Ancient Egyptians did have access to meat, though Thomas says their diet consisted mostly of grains, fruits and vegetables.

Hmmmmm, a diet consisting of mostly grains, fruits and veggies.  You noticed the scientist says "we're missing a risk factor".  What do American and ancient mummy diets have in common?  Fruits and veggies?  C'mon, have you seen what the average American eats?  The most common factor is grains.  I am sure the ancient Egyptians ate "healthy" whole grains not the highly processed white stuff that is common today.  Grains none the less.  

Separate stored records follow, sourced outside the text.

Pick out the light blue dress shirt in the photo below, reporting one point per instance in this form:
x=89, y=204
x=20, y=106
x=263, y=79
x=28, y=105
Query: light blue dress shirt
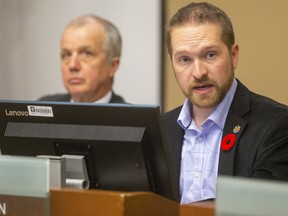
x=201, y=150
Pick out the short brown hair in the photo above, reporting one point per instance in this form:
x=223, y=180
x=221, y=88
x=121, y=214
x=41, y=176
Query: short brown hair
x=202, y=13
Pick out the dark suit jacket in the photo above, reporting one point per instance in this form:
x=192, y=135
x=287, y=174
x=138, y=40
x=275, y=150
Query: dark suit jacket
x=261, y=147
x=66, y=97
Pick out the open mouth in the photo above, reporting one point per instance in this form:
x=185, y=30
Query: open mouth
x=203, y=87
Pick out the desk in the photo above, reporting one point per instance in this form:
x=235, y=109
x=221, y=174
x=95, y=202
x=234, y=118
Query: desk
x=205, y=208
x=72, y=202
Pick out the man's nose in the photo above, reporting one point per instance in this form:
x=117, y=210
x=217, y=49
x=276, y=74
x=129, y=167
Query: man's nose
x=74, y=64
x=199, y=70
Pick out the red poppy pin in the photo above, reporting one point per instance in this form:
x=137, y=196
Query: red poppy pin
x=228, y=142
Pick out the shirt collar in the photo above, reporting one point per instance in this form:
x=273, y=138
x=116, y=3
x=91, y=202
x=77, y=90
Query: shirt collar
x=105, y=99
x=218, y=116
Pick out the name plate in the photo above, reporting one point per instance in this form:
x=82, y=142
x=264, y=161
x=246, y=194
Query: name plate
x=22, y=205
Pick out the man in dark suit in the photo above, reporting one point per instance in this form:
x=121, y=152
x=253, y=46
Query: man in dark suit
x=90, y=57
x=222, y=127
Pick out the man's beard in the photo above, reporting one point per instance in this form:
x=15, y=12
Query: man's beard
x=209, y=100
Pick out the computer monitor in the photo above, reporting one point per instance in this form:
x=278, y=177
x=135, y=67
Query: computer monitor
x=124, y=145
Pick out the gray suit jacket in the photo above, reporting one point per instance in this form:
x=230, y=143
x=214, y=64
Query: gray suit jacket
x=66, y=98
x=261, y=147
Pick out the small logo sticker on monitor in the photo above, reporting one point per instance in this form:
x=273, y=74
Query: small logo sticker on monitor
x=44, y=111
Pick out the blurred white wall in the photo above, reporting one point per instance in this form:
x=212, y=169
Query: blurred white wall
x=30, y=32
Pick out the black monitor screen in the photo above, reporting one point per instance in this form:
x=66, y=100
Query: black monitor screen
x=124, y=145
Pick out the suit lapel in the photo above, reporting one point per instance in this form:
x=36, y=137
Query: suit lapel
x=227, y=158
x=239, y=106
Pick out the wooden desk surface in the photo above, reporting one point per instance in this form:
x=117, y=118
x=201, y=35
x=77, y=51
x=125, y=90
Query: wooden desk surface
x=204, y=208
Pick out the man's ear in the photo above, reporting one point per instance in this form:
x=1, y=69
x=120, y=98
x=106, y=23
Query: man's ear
x=114, y=65
x=235, y=55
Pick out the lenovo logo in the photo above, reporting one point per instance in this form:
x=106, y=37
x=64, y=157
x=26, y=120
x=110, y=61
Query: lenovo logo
x=16, y=113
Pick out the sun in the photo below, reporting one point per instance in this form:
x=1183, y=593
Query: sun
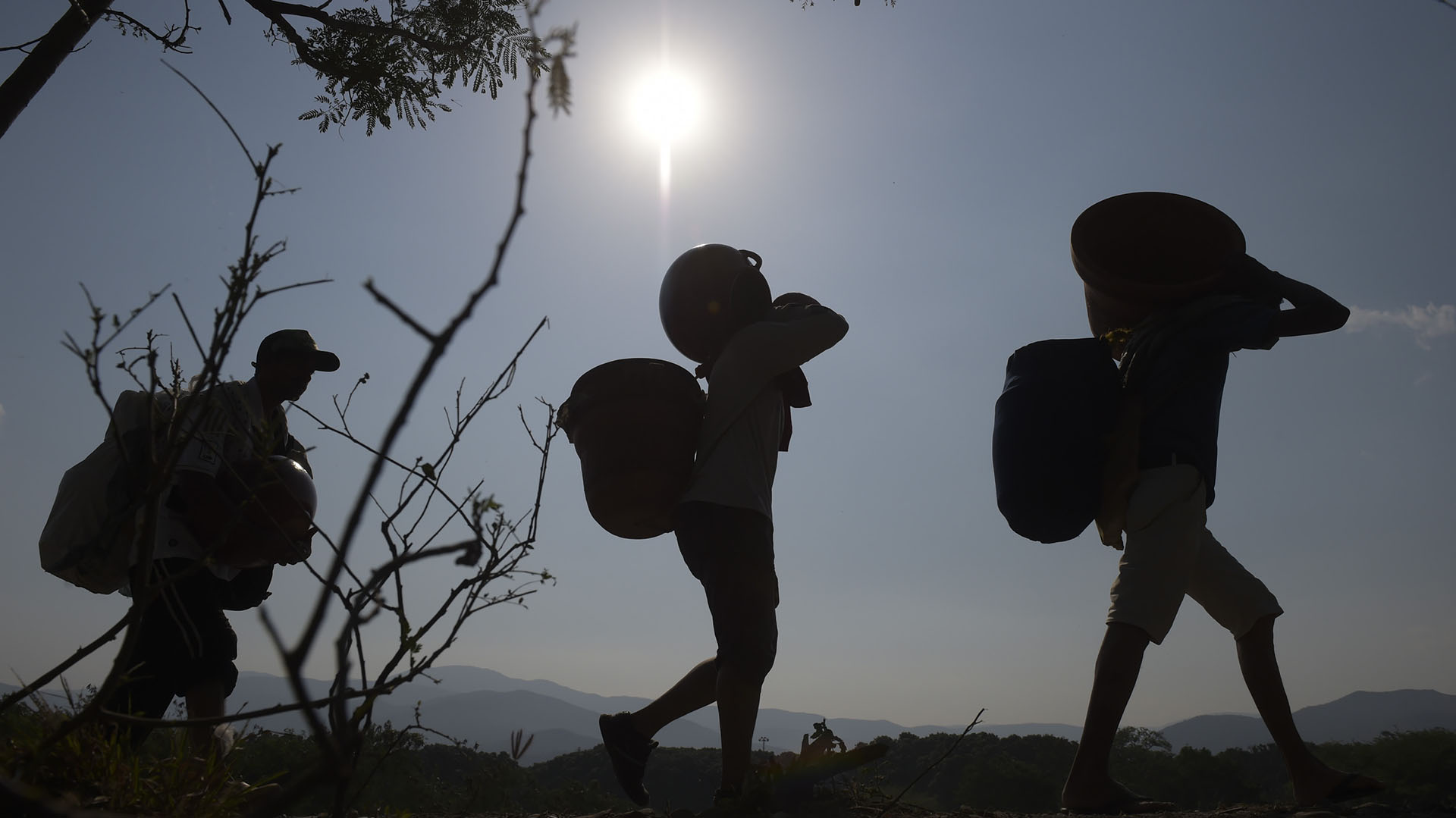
x=666, y=105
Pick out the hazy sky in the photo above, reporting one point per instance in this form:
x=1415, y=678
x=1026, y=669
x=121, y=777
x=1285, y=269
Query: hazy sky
x=915, y=168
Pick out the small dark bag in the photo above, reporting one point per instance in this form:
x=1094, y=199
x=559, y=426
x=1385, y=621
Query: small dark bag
x=1049, y=446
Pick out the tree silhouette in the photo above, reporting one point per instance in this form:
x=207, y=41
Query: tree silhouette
x=378, y=67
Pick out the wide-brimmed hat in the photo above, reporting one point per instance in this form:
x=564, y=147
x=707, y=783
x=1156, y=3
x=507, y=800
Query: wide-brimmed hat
x=290, y=343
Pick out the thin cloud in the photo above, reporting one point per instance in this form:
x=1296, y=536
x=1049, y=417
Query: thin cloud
x=1427, y=322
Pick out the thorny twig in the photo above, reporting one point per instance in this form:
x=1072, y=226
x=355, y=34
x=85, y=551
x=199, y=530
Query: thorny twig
x=937, y=763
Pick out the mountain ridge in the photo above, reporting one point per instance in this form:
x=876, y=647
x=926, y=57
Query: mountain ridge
x=482, y=707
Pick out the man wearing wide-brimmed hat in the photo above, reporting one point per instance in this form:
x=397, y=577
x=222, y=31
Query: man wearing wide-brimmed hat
x=209, y=555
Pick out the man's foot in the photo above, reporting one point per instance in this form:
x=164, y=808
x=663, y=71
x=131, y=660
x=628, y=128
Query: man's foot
x=1112, y=800
x=1334, y=786
x=628, y=751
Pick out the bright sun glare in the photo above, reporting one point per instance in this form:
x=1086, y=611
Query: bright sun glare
x=666, y=107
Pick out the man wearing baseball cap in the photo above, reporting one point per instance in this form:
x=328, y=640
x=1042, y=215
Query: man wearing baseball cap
x=210, y=555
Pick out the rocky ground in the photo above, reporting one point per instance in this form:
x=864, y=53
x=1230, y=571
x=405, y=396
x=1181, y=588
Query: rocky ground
x=1372, y=810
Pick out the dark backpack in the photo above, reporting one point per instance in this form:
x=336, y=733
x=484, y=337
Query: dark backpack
x=1057, y=414
x=1050, y=441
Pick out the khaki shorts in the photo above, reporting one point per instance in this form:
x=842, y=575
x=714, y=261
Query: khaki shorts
x=730, y=550
x=1169, y=552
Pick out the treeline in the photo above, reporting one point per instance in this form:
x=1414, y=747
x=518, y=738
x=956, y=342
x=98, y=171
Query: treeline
x=984, y=772
x=400, y=772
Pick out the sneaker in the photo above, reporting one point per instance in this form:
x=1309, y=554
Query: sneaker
x=628, y=750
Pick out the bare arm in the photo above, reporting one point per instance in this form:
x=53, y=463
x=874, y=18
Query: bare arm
x=1313, y=310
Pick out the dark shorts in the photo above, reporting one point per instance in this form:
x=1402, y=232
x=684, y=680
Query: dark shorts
x=730, y=550
x=184, y=638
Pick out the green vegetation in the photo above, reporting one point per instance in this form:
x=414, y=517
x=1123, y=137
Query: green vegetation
x=400, y=772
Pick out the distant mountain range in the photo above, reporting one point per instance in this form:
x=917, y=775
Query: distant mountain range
x=482, y=707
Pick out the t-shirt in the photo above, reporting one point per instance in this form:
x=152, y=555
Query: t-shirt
x=1183, y=389
x=739, y=444
x=232, y=428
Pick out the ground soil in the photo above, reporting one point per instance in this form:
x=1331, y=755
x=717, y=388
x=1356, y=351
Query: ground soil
x=1372, y=810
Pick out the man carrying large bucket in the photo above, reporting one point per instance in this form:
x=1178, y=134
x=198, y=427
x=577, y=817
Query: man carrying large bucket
x=717, y=310
x=1169, y=284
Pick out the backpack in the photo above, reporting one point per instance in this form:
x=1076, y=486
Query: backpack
x=92, y=526
x=1052, y=434
x=1057, y=419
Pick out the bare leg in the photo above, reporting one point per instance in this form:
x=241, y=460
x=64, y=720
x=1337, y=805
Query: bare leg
x=693, y=691
x=1313, y=781
x=737, y=697
x=204, y=700
x=1090, y=783
x=737, y=712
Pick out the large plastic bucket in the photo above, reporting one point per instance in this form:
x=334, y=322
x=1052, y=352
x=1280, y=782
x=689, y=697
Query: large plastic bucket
x=1147, y=251
x=635, y=427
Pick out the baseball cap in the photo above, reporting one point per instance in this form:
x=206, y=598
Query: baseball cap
x=297, y=343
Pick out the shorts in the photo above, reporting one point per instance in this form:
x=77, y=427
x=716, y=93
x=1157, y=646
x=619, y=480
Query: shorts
x=184, y=638
x=730, y=550
x=1171, y=552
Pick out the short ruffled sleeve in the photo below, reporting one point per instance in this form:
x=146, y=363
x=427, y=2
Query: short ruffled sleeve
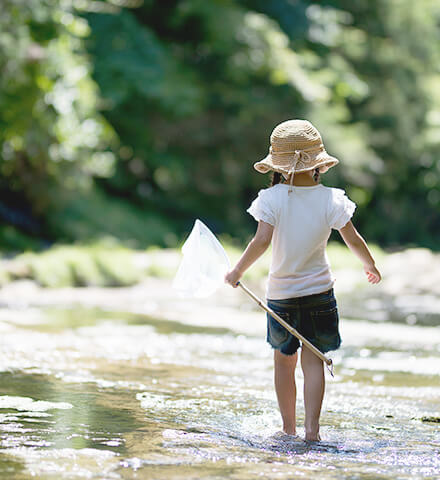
x=262, y=208
x=340, y=209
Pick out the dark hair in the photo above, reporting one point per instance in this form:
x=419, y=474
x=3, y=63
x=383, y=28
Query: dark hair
x=276, y=178
x=316, y=174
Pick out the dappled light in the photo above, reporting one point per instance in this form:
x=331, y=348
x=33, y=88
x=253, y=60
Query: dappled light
x=124, y=121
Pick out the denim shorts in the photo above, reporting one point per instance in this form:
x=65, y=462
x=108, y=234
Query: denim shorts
x=315, y=317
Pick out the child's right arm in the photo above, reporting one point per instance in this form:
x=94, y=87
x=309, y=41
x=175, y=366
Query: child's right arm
x=359, y=247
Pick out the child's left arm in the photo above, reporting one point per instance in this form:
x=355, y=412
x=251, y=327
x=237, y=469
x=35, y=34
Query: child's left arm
x=256, y=247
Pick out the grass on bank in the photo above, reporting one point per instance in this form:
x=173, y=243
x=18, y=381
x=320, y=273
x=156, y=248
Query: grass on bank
x=109, y=264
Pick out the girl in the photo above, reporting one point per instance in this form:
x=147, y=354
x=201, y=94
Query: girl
x=297, y=215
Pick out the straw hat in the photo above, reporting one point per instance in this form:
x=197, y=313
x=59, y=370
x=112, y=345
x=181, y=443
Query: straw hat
x=295, y=146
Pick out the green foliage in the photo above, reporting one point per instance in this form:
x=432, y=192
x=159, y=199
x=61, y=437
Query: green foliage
x=132, y=122
x=79, y=266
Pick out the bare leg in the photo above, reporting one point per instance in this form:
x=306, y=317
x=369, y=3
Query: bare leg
x=314, y=384
x=285, y=387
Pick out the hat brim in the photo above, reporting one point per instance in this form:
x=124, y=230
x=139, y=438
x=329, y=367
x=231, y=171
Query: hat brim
x=323, y=159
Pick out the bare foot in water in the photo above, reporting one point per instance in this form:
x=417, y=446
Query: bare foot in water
x=313, y=438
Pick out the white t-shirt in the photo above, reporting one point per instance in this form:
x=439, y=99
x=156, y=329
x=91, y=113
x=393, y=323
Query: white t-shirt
x=302, y=222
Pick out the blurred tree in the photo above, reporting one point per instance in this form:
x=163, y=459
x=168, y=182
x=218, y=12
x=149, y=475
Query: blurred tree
x=166, y=106
x=52, y=138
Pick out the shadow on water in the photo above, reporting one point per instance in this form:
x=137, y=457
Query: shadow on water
x=117, y=395
x=44, y=412
x=12, y=468
x=59, y=319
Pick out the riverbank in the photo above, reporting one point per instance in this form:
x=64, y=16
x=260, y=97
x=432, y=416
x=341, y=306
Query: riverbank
x=409, y=292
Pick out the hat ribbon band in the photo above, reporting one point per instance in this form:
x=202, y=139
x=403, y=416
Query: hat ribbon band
x=293, y=152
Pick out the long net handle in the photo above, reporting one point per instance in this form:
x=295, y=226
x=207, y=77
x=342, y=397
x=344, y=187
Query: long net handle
x=289, y=328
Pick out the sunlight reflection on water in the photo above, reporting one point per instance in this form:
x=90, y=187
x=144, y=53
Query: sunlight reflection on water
x=123, y=395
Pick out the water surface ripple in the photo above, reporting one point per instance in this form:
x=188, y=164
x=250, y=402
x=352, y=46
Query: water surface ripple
x=95, y=394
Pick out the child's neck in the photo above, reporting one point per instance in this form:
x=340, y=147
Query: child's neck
x=303, y=180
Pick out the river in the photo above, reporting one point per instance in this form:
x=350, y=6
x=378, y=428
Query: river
x=90, y=393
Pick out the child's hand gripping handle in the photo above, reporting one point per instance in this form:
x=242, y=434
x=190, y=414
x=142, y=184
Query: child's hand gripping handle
x=290, y=329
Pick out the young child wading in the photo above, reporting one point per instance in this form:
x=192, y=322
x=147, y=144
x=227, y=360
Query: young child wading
x=297, y=215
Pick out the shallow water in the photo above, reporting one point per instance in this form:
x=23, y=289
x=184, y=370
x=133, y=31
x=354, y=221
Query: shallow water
x=95, y=394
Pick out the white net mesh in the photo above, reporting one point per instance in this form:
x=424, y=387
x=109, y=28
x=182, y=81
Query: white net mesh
x=204, y=264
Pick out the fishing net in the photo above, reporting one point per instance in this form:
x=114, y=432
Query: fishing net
x=204, y=264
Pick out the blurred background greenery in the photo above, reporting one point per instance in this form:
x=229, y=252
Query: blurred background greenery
x=128, y=119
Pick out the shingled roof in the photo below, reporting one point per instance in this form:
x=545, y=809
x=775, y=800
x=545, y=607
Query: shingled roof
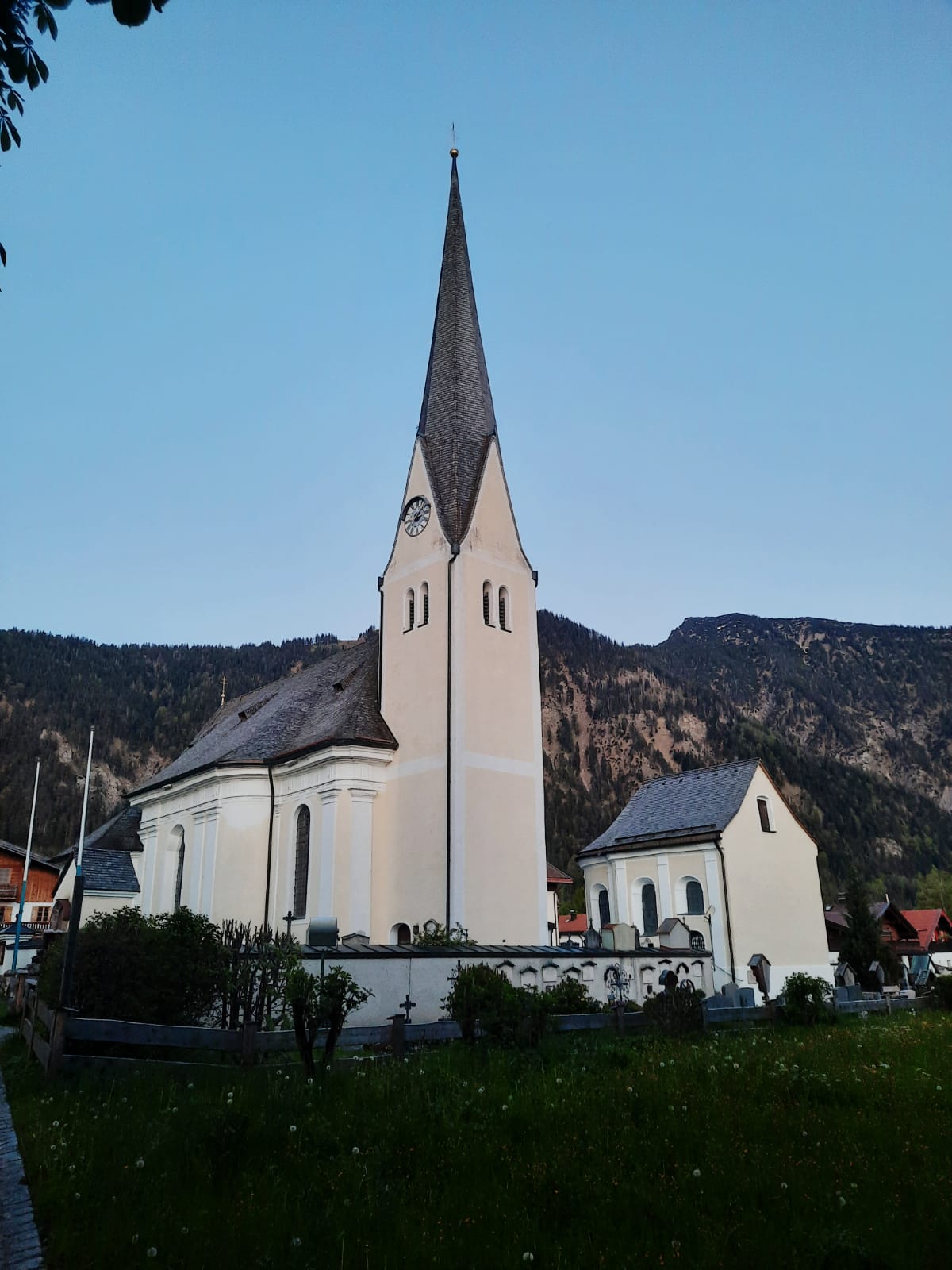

Is it possible Dr. Esselstyn's diet reduces artery clogging while eating grains but NOT eating seed oils?  Possible but I cannot be sure based on his presentation. Here is what I can be sure of, saturated fat or fat from avocado will definitely stay in my diet until there is science to convince me otherwise.  Sorry Dr. Esselstyn, I am not convinced.


Friday, April 1, 2011

Deja Vu

I recently read a quote from Stephen at Whole Health Source.  He discussed an NPR piece about a doctor with experience treating people in non-industrialized communities.  The doctor saw very little signs of non-infectious, chronic disease in those populations.  Here is Stephen's quote regarding diet, lifestyle, and submitting to outside pressures:   
"But it requires discipline, because going with the flow means becoming unhealthy."
It reminded me of this video I posted a while back.

No matter how weird or different you may feel, it sometimes is a very good idea to go against the flow.